But acknowledging their accountability for hurting us is essential to the healing process.
We’ve all met a few people who don’t like to accept responsibility for things.
These are habitual blamers who would rather make someone else look like the root cause of a problem than admit they were the ones at fault and work to make things right.They play the blame game so they can sit back and make everyone else – their coworkers, their children, their spouse – appear to be the actual problem.
This is convenient, because it deflects all the attention off their bad behavior and onto everyone else, so they can escape responsibility and genuine effort at improvement. (Narcissists and sociopaths are the most highly skilled at this manipulation tactic, and will hide behind their wall of psychological smoke and mirrors while everybody else suffers the effects of the damage they do.) They never accept responsibility or accountability, and much of their behavior is designed to make that possible.
Blamers are escape artists who teach their children that they as the parent are not responsible for the problems they cause. Recognizing that mom or dad is mean or uncaring or unfair is not ever allowed. Their children must obey the unwritten law — everything THIS parent does is okay, and none of the hurtful things they do are to be acknowledged as wrong or ever questioned. Don’t look, don’t notice, don’t complain, and don’t get in the way.
Get those rules wrong, and you bet there will be some ugly consequences until you get them right.
One of the first steps in beginning the mountain of necessary work facing adult children of any kind of toxic parent is recognizing that it is now safe, and healthy, and necessary, to take proper stock of all the damage that has occurred and its full impact, and reach clarity about who is (or who should have been) held responsible for and accountable for the emotional abuse, physical abuse, sexual abuse, abandonment, control and neglect. Until that is done, true healing cannot even begin.
Some people attempt to shortcut the process by skipping the step of taking inventory of who was responsible for which misdeeds and trying push themselves into fast-forwarding forgiveness. Adult children of toxic parents who are new to the healing process may be given advice such as, “stop blaming your parents for everything” when in fact, the reality is, the adult child is likely just beginning to allow themselves to truly take stock of what was wrong and accept how it has negatively impacted them for the very first time in their life.
This is because it was never safe to do so in the past, and there is a lot of catching up to do about allowing those important recognitions to come to light so they can be processed and finally moved beyond.

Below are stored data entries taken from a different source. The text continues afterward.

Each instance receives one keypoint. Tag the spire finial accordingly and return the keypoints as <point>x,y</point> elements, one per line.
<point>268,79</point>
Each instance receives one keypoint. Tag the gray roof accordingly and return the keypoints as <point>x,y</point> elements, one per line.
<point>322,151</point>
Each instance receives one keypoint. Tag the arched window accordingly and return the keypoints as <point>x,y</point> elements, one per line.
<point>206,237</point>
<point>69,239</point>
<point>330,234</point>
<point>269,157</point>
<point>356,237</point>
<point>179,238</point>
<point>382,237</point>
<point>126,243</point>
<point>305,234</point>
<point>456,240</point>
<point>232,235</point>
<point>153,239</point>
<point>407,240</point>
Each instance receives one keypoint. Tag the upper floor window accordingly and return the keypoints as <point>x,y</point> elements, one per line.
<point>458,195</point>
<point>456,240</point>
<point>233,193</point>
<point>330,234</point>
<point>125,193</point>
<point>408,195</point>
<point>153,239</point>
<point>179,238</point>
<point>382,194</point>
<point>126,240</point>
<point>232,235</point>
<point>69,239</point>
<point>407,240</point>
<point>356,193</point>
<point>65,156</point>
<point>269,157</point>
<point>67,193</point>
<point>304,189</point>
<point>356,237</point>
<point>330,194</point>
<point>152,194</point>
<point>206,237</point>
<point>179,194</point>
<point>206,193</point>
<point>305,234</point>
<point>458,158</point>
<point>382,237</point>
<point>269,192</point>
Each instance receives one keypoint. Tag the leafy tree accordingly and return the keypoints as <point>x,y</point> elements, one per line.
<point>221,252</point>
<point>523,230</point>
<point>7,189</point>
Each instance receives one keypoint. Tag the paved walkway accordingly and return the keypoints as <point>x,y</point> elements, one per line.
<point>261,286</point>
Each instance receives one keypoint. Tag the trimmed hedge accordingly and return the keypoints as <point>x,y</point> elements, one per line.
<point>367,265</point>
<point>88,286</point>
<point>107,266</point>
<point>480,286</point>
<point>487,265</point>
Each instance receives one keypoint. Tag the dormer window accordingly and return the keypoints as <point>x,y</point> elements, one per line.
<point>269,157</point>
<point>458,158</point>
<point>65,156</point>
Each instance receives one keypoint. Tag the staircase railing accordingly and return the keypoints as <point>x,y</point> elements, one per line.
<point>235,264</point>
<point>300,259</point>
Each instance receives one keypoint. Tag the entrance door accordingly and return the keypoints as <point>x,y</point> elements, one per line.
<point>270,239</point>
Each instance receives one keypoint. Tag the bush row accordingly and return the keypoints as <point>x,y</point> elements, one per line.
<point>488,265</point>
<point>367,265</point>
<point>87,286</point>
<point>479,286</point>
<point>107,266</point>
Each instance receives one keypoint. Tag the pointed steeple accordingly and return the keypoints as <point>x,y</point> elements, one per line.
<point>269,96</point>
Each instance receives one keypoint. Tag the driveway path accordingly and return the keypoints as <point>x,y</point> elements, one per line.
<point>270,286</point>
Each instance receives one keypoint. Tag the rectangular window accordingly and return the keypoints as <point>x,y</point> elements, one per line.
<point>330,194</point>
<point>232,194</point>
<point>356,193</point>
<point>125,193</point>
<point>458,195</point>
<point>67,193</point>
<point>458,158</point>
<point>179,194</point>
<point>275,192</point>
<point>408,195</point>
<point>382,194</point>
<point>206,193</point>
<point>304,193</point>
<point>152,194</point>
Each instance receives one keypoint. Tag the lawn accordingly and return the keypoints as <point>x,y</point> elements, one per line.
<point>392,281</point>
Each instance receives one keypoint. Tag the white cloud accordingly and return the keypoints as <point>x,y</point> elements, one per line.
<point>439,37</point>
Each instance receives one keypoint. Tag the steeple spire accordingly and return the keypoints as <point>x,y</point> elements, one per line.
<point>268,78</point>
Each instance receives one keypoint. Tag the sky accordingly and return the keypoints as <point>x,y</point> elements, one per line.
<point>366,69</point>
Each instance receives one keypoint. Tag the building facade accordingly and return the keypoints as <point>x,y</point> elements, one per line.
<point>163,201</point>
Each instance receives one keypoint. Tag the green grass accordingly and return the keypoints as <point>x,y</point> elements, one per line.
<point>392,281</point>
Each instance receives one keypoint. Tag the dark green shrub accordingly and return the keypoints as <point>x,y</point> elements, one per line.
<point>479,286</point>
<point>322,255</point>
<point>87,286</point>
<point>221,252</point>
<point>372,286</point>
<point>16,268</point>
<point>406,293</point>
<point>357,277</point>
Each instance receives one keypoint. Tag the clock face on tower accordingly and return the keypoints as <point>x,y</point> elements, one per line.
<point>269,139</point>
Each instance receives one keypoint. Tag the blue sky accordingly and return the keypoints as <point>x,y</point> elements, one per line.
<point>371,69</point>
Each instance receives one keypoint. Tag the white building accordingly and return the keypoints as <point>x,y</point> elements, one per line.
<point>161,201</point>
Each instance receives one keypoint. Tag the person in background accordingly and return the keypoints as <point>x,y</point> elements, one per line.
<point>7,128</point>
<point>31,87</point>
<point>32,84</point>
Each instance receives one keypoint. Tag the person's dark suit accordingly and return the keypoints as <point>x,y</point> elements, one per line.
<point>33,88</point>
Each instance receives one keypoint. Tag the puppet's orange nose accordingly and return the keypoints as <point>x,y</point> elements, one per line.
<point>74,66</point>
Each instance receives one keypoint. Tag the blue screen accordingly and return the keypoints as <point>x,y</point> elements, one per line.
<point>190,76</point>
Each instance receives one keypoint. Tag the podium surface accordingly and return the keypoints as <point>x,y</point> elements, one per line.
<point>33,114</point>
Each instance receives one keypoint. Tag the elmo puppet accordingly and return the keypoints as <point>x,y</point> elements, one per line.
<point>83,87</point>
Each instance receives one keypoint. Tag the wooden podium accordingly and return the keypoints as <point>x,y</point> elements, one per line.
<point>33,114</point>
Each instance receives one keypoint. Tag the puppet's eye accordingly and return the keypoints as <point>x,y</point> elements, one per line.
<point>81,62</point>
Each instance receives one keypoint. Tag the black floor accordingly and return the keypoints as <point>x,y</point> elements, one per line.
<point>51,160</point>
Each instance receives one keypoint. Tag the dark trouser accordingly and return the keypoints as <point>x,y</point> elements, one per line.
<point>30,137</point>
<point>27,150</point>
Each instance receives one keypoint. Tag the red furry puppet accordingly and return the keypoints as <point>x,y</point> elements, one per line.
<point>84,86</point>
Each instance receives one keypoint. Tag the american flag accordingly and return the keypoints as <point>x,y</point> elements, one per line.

Adult children have to eventually accept that as a child, their mistreatment was not at all their fault, as mistreated and abused children are so often told. And in order to legitimately reach that position of accepting their innocence, they must first fully acknowledge whose responsibility it actually WAS. This means looking at each experience and placing accountability squarely on the shoulders of the adult who actually did do the damage — despite an entire childhood of being taught that holding the adult accountable was never allowed. In fact, it’s necessary primarily because of an entire childhood of being told it was never allowed.
Resisting the process with shortcuts and denials of steps that must be completed can be an excellent indicator of how much distance down the healing path has yet to be covered. Denial that there must first be full acknowledgment of wrongdoing and a grieving process is generally an indicator that there is farther to go, because that denial was imparted to the child by the toxic parent to benefit the toxic parent.
Until the denial that the parent is the one responsible for the hurt they caused is broken through, the healing work cannot begin, and the adult child is still dancing to their toxic parent’s tune.